Mergers & Acquisitions

Realty Income to Acquire Spirit Realty Capital

Merger of c-store REITs valued at $9.3 billion
realty income, spirit realty capital
Logs/Realty Income, Spirit Realty Capital

Realty Income Corp. and Spirit Realty Capital Inc.—real estate investment trusts (REITs) with sizeable convenience-store retail portfolios—have entered into a definitive merger agreement by which Realty Income will acquire Spirit in an all-stock transaction with an enterprise value of approximately $9.3 billion.

The companies expect convenience stores to remain the combined entity’s largest industry, at 10.2% of annualized contractual rent for the combined portfolio as of June 30, 2023, compared to 11.1% of annualized contractual rent of Realty Income on a standalone basis.

The merger, once completed, will result in an enterprise value of approximately $63 billion for the combined company, enhancing Realty Income’s size, scale and diversification to expand its runway for future growth.

Under the terms of the merger agreement, Spirit shareholders will receive 0.762 newly issued Realty Income common shares for each Spirit common share they own. At closing, this will result in Realty Income and Spirit shareholders owning approximately 87% and 13%, respectively, of the combined company.

The merger is subject to customary closing conditions, including the approval of Spirit shareholders. The companies expect the transaction to close during first-quarter 2024. Additionally, from the date of the merger agreement through the closing of the transaction, Spirit may declare and pay regular, quarterly cash dividends to holders of its common stock and to holders of its preferred stock. The deal does not require the approval of Realty Income shareholders.

“The merger with Spirit is yet another example of how our size, scale and unique platform value continue to create substantial value for our shareholders,” said Sumit Roy, president and CEO of Realty Income. “We expect that this transaction will create immediate and meaningful earnings accretion, while enhancing the diversification and depth of our high-quality real estate portfolio. Spirit’s assets are highly complementary to our existing portfolio, extending our investments in industries that have proven to generate durable cash flows over several economic cycles. We also believe this merger will strengthen our longstanding relationships with existing clients and allow us to curate new ones with partners whose growth ambitions can accelerate alongside Realty Income. Moreover, our technology and infrastructure investments following the VEREIT merger in 2021 have amplified our efficiency in integrating assets and augmented our capabilities in maximizing the value of our properties.”

Jackson Hsieh, president and CEO of Spirit Realty, said, “Merging with Realty Income offers Spirit’s shareholders immediate value by providing a more competitive cost of capital, an A-rated balance sheet, broader tenant diversification and the ability to leverage economies of scale.”

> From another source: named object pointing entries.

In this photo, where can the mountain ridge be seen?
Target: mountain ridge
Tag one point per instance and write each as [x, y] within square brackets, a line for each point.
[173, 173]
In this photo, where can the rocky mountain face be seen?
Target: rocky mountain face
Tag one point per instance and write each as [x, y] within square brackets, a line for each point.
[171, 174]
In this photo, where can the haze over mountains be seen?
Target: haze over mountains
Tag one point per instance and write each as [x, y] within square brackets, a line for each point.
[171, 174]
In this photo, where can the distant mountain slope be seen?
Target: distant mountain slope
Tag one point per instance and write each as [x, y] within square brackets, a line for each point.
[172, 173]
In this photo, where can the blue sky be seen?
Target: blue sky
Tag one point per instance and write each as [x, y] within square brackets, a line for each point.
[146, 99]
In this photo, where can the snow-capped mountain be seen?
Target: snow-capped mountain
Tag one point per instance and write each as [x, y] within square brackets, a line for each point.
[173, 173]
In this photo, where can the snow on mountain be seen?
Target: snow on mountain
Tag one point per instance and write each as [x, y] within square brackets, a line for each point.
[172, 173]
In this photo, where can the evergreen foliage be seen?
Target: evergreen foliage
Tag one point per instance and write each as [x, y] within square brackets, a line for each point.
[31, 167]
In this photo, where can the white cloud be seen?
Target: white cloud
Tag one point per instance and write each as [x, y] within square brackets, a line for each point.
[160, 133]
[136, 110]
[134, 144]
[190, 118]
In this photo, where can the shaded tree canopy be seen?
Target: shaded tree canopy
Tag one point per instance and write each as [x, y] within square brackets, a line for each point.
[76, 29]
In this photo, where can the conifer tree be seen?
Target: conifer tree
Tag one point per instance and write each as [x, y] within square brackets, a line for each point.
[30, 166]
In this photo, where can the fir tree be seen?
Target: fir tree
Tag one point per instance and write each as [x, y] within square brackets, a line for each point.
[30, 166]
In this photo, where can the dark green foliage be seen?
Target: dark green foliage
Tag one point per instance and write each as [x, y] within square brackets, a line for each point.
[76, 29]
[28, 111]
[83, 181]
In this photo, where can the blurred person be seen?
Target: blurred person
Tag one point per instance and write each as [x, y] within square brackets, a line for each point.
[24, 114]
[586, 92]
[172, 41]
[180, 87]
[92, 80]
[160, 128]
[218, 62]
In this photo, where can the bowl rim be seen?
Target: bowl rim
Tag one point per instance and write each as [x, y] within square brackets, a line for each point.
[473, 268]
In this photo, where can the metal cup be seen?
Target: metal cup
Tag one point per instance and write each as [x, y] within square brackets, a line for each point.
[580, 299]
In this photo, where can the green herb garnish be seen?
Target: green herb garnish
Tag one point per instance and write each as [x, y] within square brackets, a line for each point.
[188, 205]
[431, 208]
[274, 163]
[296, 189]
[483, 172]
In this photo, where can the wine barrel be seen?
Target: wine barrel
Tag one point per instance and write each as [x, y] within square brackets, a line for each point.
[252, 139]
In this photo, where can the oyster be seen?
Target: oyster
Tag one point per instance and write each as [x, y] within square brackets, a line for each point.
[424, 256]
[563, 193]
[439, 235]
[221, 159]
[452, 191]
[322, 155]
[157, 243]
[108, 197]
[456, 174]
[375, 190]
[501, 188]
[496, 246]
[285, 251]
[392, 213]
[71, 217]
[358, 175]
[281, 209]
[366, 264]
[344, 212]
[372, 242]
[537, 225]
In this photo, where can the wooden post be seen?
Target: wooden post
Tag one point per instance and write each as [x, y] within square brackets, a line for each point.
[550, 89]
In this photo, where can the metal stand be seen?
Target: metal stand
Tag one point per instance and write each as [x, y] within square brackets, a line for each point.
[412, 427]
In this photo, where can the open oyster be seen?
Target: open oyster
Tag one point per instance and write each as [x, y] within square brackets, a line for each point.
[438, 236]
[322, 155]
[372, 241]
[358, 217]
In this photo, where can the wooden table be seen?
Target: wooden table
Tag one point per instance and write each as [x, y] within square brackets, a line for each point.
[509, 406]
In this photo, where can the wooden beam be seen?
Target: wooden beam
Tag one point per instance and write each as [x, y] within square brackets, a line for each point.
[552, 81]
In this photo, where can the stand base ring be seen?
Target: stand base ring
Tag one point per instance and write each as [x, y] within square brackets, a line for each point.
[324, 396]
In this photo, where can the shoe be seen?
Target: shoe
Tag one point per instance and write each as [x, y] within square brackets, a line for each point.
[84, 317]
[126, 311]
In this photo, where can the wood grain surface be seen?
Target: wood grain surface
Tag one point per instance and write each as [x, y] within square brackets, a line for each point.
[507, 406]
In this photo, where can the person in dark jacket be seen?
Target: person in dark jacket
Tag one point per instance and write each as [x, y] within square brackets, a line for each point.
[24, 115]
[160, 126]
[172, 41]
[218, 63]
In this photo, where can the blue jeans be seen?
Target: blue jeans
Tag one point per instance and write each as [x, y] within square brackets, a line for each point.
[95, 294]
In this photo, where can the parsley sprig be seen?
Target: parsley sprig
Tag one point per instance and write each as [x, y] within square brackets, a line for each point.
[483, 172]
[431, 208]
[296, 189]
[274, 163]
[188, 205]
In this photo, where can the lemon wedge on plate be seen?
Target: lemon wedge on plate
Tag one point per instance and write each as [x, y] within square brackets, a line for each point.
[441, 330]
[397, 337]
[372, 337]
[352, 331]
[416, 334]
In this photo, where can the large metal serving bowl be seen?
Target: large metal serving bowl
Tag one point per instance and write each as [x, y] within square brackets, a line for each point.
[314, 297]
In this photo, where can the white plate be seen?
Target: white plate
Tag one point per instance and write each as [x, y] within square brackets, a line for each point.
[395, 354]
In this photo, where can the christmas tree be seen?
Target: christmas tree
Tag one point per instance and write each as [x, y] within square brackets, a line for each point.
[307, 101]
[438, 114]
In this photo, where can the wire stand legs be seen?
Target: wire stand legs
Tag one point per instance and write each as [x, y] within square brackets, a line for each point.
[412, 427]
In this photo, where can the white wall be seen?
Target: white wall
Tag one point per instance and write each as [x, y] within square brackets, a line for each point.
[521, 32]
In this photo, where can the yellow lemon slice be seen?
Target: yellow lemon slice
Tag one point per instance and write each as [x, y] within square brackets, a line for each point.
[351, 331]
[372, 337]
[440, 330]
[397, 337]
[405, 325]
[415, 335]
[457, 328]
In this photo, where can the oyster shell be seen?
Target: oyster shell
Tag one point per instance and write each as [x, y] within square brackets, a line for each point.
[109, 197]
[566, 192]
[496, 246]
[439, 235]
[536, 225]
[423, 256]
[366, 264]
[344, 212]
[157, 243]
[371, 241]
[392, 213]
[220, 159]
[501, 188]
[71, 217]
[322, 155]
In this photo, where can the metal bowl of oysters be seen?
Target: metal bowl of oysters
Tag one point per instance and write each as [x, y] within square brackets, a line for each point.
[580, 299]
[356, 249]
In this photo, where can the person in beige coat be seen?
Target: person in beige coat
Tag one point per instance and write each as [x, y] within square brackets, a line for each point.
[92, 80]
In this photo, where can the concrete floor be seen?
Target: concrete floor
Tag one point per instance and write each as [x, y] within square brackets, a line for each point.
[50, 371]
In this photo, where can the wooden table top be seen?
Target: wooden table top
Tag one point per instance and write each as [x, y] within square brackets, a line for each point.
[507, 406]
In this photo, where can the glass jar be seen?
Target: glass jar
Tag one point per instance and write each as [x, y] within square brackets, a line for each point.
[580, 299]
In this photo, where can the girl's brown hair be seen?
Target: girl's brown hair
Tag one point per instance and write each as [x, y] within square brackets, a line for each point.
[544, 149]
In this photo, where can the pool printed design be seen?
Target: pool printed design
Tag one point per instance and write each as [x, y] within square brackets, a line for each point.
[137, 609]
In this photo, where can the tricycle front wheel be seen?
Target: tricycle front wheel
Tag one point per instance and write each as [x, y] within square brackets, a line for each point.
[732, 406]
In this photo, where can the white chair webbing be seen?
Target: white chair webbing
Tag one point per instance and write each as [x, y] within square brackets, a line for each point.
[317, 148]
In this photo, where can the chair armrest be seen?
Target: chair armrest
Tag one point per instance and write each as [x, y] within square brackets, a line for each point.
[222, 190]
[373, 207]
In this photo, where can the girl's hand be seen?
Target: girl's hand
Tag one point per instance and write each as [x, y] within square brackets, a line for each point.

The complementary real estate portfolios improve diversification and enhance the runway for future growth, the companies said.

They expect that the combined portfolio will result in reduced rent concentration for nine of Realty Income’s current top 10 industries and 18 of its current top 20 clients, while increasing the combined portfolio’s annualized contractual rent from $3.8 billion to $4.5 billion.

Benefits of scale extends to capital markets as Realty Income solidifies position as one of the largest real estate companies in the S&P 500. Pro forma for the merger, Realty Income expects to remain in the top 200 of the S&P 500 index and become the 4th largest REIT in the index, by enterprise value, with a total enterprise value of approximately $63 billion.

San Diego-based Realty Income is structured as a REIT, and its monthly dividends are supported by the cash flow from more than 13,100 real estate properties primarily owned under long-term net lease agreements with commercial clients.

Dallas-based Spirit is a net-lease REIT that primarily invests in single-tenant, operationally essential real estate assets, subject to long-term leases. Its portfolio consists of 2,064 retail, industrial and other properties across 49 states, which were leased to 345 tenants operating in 37 industries.